The rest of the onboarding process is similar to single node hosting.

ONBOARDING_TX=$(curl -f -sS -d "$GENERATE" -H "Content-Type: application/json" \
    -X POST ${PARTICIPANT1}/v2/parties/external/generate-topology)
PARTY_ID=$(echo $ONBOARDING_TX | jq -r .partyId)
TRANSACTIONS=$(echo $ONBOARDING_TX | jq '.topologyTransactions | map({ transaction : .})')
PUBLIC_KEY_FINGERPRINT=$(echo $ONBOARDING_TX | jq -r .publicKeyFingerprint)
MULTI_HASH=$(echo $ONBOARDING_TX | jq -r .multiHash)
echo $MULTI_HASH | base64 --decode > hash_binary.bin
openssl pkeyutl -sign -inkey private_key.der -rawin -in hash_binary.bin -out signature.bin -keyform DER
SIGNATURE=$(base64 -w 0 < signature.bin)
ALLOCATE=$(cat << EOF
   {
   "synchronizer" : $SYNCHRONIZER_ID,
   "onboardingTransactions": $TRANSACTIONS,
   "multiHashSignatures": [
   {
   "format" : "SIGNATURE_FORMAT_CONCAT",
   "signature": "$SIGNATURE",
   "signedBy" : "$PUBLIC_KEY_FINGERPRINT",
   "signingAlgorithmSpec" : "SIGNING_ALGORITHM_SPEC_ED25519"
   }
   ]
   }
   EOF
   )
curl -sS -f -d "$ALLOCATE" -H "Content-Type: application/json" \
    -X POST ${PARTICIPANT1}/v2/parties/external/allocate

Finally, the last step required is to call the allocate endpoint on Participant 2 as well.

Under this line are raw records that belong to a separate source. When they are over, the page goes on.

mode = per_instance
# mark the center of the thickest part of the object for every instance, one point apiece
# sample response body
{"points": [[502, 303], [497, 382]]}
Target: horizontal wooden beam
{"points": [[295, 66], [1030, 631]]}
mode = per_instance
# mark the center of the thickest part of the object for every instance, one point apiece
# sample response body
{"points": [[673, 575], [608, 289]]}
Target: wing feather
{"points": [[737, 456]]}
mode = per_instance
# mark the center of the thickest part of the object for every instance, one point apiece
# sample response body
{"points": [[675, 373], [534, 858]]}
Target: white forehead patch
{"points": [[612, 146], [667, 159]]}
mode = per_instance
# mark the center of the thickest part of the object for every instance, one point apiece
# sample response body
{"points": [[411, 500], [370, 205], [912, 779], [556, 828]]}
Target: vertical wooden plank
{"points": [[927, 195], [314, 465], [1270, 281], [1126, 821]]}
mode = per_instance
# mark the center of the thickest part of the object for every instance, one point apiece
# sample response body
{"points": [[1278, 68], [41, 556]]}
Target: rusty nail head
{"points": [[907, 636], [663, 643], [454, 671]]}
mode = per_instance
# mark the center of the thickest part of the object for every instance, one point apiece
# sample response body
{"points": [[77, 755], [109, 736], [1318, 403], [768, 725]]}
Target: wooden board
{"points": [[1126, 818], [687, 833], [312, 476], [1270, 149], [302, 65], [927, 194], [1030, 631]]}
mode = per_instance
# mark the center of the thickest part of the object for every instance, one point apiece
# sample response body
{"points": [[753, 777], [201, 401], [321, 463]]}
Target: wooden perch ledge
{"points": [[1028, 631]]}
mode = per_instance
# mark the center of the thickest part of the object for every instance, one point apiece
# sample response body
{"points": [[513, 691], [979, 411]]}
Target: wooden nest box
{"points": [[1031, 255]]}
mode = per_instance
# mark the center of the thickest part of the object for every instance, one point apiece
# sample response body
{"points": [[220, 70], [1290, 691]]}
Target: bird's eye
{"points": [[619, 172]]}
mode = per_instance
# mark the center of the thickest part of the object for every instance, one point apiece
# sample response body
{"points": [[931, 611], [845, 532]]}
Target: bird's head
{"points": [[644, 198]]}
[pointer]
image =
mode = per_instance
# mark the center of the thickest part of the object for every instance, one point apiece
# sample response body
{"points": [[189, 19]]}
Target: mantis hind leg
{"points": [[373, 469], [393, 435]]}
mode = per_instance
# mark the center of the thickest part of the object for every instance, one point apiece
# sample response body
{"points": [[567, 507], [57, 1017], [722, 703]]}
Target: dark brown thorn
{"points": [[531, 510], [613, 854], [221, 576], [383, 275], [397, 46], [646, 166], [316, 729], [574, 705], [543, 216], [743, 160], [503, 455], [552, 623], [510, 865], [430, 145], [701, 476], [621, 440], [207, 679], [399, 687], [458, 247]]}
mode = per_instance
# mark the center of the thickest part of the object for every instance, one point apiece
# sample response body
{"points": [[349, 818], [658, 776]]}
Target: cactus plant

curl -sS -f -d "$ALLOCATE" -H "Content-Type: application/json" \
    -X POST ${PARTICIPANT2}/v2/parties/external/allocate

When a party to participant mapping is uploaded through the allocate endpoint which mentions the local validator, it will automatically be signed by the local validator and forwarded to the network. If the topology transaction is not fully authorized, which means that still some signatures are missing, it is treated as a proposal.

If the proposal already exists on the network, the new signatures are merged into the proposal and once enough signatures are present, the topology transaction is accepted and added to the state. Because of this, the signature of the external party can also be omitted when uploading the topology transaction to the second participant.

This process can be scaled up to any number of hosting nodes.

Tip

The authorization of the node to host the party can also be performed by node operators through the Admin API.

When allocating multi-hosted parties, the allocate endpoint is asynchronous, meaning when it returns the party may not be allocated yet. To know when the party is ready to be used, you can poll the /v2/parties endpoint filtering for the party id until it appears in the response.